First we will download the dataset from the Kaggle Website. The dataset are train.csv and test.csv.

Now we set the directory to the directory folder

setwd("C:/Users/la5w7/Desktop/Spring 2018/CS-5565-Intro-to-Statistical-Learning/Project")

Now I can read the csv file.

titanic.train <-read.csv(file="train.csv",stringsAsFactors = FALSE,header = TRUE)

Here we have used the stringAsFactors = FALSE as we want to do some manupulation on the dataset whereas by deafult the R will transform that dataset into dataframe and convert all strings into categories. We do not want that we will do some manupulation on the dataset.

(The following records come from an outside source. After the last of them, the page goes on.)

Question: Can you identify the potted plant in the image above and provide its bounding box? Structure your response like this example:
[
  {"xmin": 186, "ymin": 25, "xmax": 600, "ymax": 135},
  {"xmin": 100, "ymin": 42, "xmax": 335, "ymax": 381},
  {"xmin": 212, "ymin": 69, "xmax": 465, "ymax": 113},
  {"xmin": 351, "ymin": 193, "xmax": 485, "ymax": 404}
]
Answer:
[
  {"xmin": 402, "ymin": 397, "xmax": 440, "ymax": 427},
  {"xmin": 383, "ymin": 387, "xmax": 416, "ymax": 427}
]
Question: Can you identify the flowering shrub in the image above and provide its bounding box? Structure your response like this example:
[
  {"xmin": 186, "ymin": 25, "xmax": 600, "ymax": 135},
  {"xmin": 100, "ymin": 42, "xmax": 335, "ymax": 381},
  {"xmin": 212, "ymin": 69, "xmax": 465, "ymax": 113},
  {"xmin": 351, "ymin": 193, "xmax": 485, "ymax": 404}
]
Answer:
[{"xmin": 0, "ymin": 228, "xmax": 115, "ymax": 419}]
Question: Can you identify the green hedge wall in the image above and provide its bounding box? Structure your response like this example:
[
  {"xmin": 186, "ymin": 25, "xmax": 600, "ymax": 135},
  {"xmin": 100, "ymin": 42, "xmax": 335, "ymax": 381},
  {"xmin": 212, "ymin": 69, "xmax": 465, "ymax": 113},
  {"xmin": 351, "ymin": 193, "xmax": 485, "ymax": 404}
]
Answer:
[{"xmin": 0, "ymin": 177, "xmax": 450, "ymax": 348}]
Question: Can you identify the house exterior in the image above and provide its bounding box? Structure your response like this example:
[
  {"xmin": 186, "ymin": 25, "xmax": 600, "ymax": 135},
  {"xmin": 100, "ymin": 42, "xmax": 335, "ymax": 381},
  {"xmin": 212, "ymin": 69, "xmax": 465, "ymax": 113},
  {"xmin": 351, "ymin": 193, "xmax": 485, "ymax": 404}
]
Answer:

We will the methodology that we will combine the dataset both in one file and clean them together rather than cleaning the train and test seperately.

str(titanic.test)
'data.frame':   418 obs. of  11 variables:
 $ PassengerId: int  892 893 894 895 896 897 898 899 900 901 ...
 $ Pclass     : int  3 3 2 3 3 3 3 2 3 3 ...
 $ Name       : chr  "Kelly, Mr. James" "Wilkes, Mrs. James (Ellen Needs)" "Myles, Mr. Thomas Francis" "Wirz, Mr. Albert" ...
 $ Sex        : chr  "male" "female" "male" "male" ...
 $ Age        : num  34.5 47 62 27 22 14 30 26 18 21 ...
 $ SibSp      : int  0 1 0 0 1 0 0 1 0 2 ...
 $ Parch      : int  0 0 0 0 1 0 0 1 0 0 ...
 $ Ticket     : chr  "330911" "363272" "240276" "315154" ...
 $ Fare       : num  7.83 7 9.69 8.66 12.29 ...
 $ Cabin      : chr  "" "" "" "" ...
 $ Embarked   : chr  "Q" "S" "Q" "S" ...

you can see the survival is missing. So the aim of this project is to train the model of the dataset train and then apply that model on test dataset and compare the results with the dataset given and find the accuracy of our model.

Now we will combine the both files and clean the data. You can do the cleaning on both the test and train data alone.

After cleaning the data we will sepreate the data set again into train and test.

Now will make sure that number of columns on both dataset is equal.

names(titanic.train)
 [1] "PassengerId" "Survived"    "Pclass"      "Name"        "Sex"        
 [6] "Age"         "SibSp"       "Parch"       "Ticket"      "Fare"       
[11] "Cabin"       "Embarked"    "IsTrainSet" 
ncol(titanic.train)
[1] 13
names(titanic.test)
 [1] "PassengerId" "Pclass"      "Name"        "Sex"         "Age"        
 [6] "SibSp"       "Parch"       "Ticket"      "Fare"        "Cabin"      
[11] "Embarked"    "IsTrainSet" 
ncol(titanic.test)

So we will add column Survived in the test so that the number and name of both test and train be equal.

Now we will combined both dataset

Later we will split the data into train and test again. Now we will clean the data by filling out the empty details.

table(titanic.full$Embarked)

      C   Q   S 
  2 270 123 914 

so there are three types. C Q and S (which also mode). Let first make a filter where can find the empty values and fill those values with S.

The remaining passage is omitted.